Die fünf Musiker sind:
Maria Thomaschke und Andreas Joksch, Gesang und Rezitation
Winfried Radeke, E-Piano, Konzeption und Moderation
Timofej Sattarov, Bajan
Volker Suhre, Kontrabass

28.02.2012 um 17 Uhr

Gedenken an die "Fabrik-Aktion" und den Protest in der Rosenstraße

Aus Anlass des 69. Jahrestages des Rosenstraßen-Protestes möchten wir Sie um 17 Uhr zu einer Gedenkfeier an der Skulptur in der Rosenstraße und anschließend
um 18 Uhr zu einem Gespräch mit dem Zeitzeugen Eugen Herman-Friede in das Museum Blindenwerkstatt Otto Weidt einladen.


15.02.2012 um 19 Uhr

„Kurt Gerrons KARUSSELL“. Ein Film von Ilona Ziok im Central-Kino, Rosenthaler Straße 39, 10178 Berlin

1928 in Berlin singt Kurt Gerron die Ballade vom Mackie Messer in Brechts „Dreigroschenoper“ und wird über Nacht zum Star. Als Magier in dem Film „Der blaue Engel“, an der Seite von Marlene Dietrich, aber auch als erfolgreicher Filmregisseur der beliebten UFA-Komödien setzt er seine viel versprechende Laufbahn fort. 1933 ist die Karriere zu Ende: Gerron ist Jude, muss vor den Nazis nach Paris fliehen, später nach Amsterdam, wo er im Lager Westerbork interniert wird und später nach Theresienstadt kommt. Hier in dem „Ghetto für jüdische Künstler“ gründet er ein Kabarett, das er KARUSSELL nennt. Eines Tages wird ihm angeboten, den Propagandafilm „Der Führer schenkt den Juden eine Stadt“ zu drehen, mit dem das Ausland über den wahren Charakter  Theresienstadts getäuscht werden sollte. Als hätte ein KZ-Häftling die Wahl! - Die Gage ist das Versprechen, nicht vergast zu werden...

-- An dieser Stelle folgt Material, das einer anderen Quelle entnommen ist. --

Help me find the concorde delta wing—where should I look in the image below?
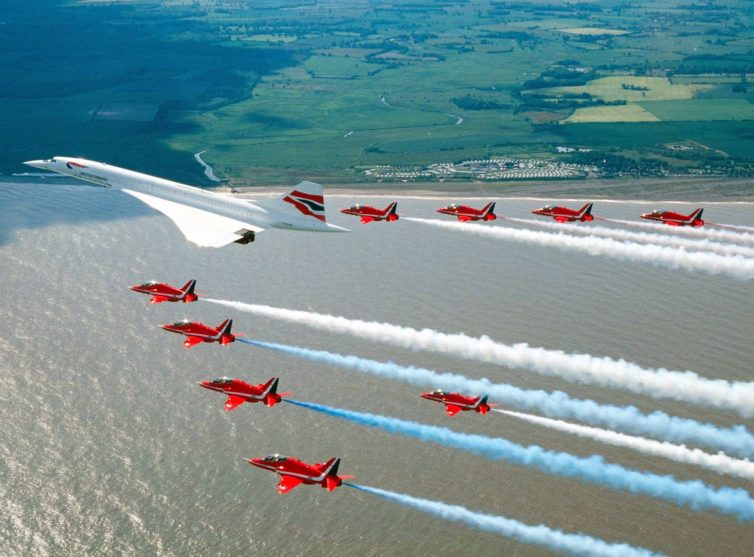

In Kooperation mit der Schwarzkopf-Stiftung Junges Europa und der Inge Deutschkron Stiftung.

27.01.2012 um 15 Uhr

Gedenkveranstaltung des Fördervereins für die ermordeten Mitarbeiter der Blindenwerkstatt Otto Weidt in der ehemaligen Jüdischen Blindenanstalt in Berlin-Steglitz

Anlässlich des Holocaust-Gedenktages am 27. Januar 2012 wollen wir, wie in den vergangenen Jahren, unserer ermordeten Mitarbeiterinnen und Mitarbeiter der Blindenwerkstatt Otto Weidt gedenken und gemeinsam mit Ihnen am Gedenkstein vor der ehemaligen Jüdischen Blindenanstalt in Steglitz Blumen niederlegen.


Programm:
·  Begrüßung durch Inge Deutschkron, Vorsitzende des Fördervereins „Blindes Vertrauen e.V.“
·  Lesung von Schülerinnen und Schüler des Schiller-Gymnasiums
·  Blumenniederlegung am Gedenkstein


Ort: Ehemalige Jüdische Blindenanstalt, Wrangelstraße 6, Berlin-Steglitz
Die Gedenkfeier wird musikalisch von Ruth Velten (Saxophon) umrahmt.